I just blink at him.

“Evan?”

“I’m here for X-rays. That’s what my—”

“Son, your entire body is covered. This isn’t all from a car accident. It can’t be.”

“I fall off my bike sometimes . . . also, I’m not very coordinated in general.”

He doesn’t say anything, and I wonder if he believes me. I wonder if he sees other kids like me.

“I don’t even feel it anymore when I fall.” I try to laugh it off.

He frowns at me. “Do your parents know about all these—”

“Do they know how klutzy I am? Oh yeah. I’ve always been this way.” More nervous laughter. “I’m sorry I won’t be able to make Thanksgiving, though.”

He’s still frowning. “I’ll get the nurse back in and she’ll take you to the X-ray room.”

An hour later, I’m standing outside the medical office. I text Henry:

Done.

He texts back almost immediately.

B right there.

“Get in.” He swings the door open from inside the car.

I get in. I take a breath for the first time since I walked into the doctor’s office.

“Where to?”

“I need to get back home.”

He pulls out of the parking lot and then glances over at me. “So. What did—”

“They took X-rays. He asked about all the other bruises.”

“Did you say anything?” I just look at him. “Right.”

“I don’t know if he believed me.”

“Do you ever—do you ever think of talking to anyone? Like him or the principal? I don’t know, someone other than me?”

It’s not like I haven’t thought about it. “It’s hard enough at home.”

We drive for a few blocks in silence. I can feel him thinking, feel him wanting to fix this. But he can’t fix this or me.

I say, “Thanks for picking me up.”

“Ev, have you checked any emails or texts other than mine?”

“Why? Jeremy keeps texting me but I don’t want to read them. I don’t want to deal with him right now—or maybe ever.”

“You may want to look at them.”

Something in his voice makes me pull the phone out of my pocket and scroll through Jeremy’s texts.

Henry’s voice is a little shaky. “Is there a video text?”

“Uh. Yeah, actually. I see one.” I hit Play. Henry is silent.

The more I watch, the warmer my face gets. My face must be the color of a pomegranate.

Oh.

Shit.

Henry pulls the car over. “Are you okay?”

I set the phone down.

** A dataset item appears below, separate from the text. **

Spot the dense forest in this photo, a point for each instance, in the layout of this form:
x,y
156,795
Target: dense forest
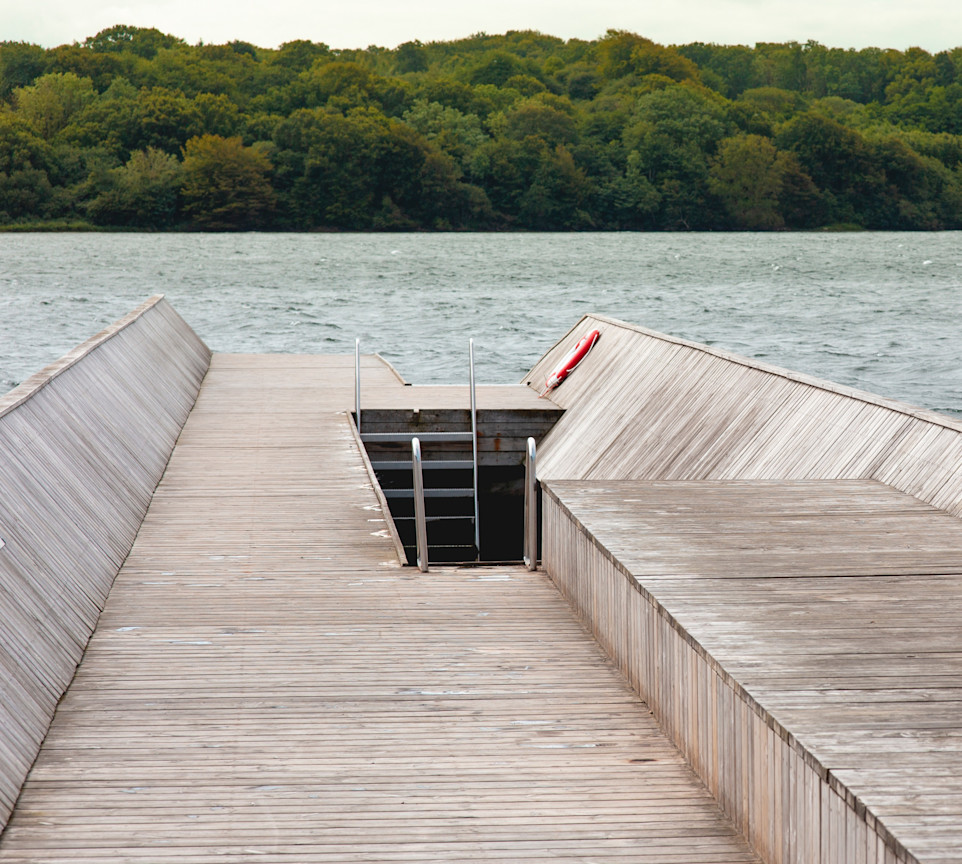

I stare straight ahead. My lips and tongue feel numb. I’m so embarrassed. My hands are resting on my lap but I can’t feel them. I know they’re there, but they feel like nothing. “Ev?” I keep staring out the windshield. The sky is so clear. Unseasonably so. This time of year the sky is usually gray with lots of clouds, the big, puffy kind.

“I don’t remember any of this.” Which makes this whole experience even more mortifying. My gaze hasn’t changed and the feeling in my hands hasn’t returned.

“You don’t have to—”

“It’s probably online by now. My parents will eventually hear about this. Or see it.” I think I can start to feel my left hand. “You know, I’ve been so worried that all my worlds would collide. Everything that I’ve worked so hard to file in the appropriate place would somehow escape.” I stop staring out the window and turn to look at Henry.

“It’s funny, but I never thought that this was something I had to worry about. That I was the one to worry about. All this time, I thought it was my mom or Gaige or the pastor or everyone else. But it turns out, it’s me.”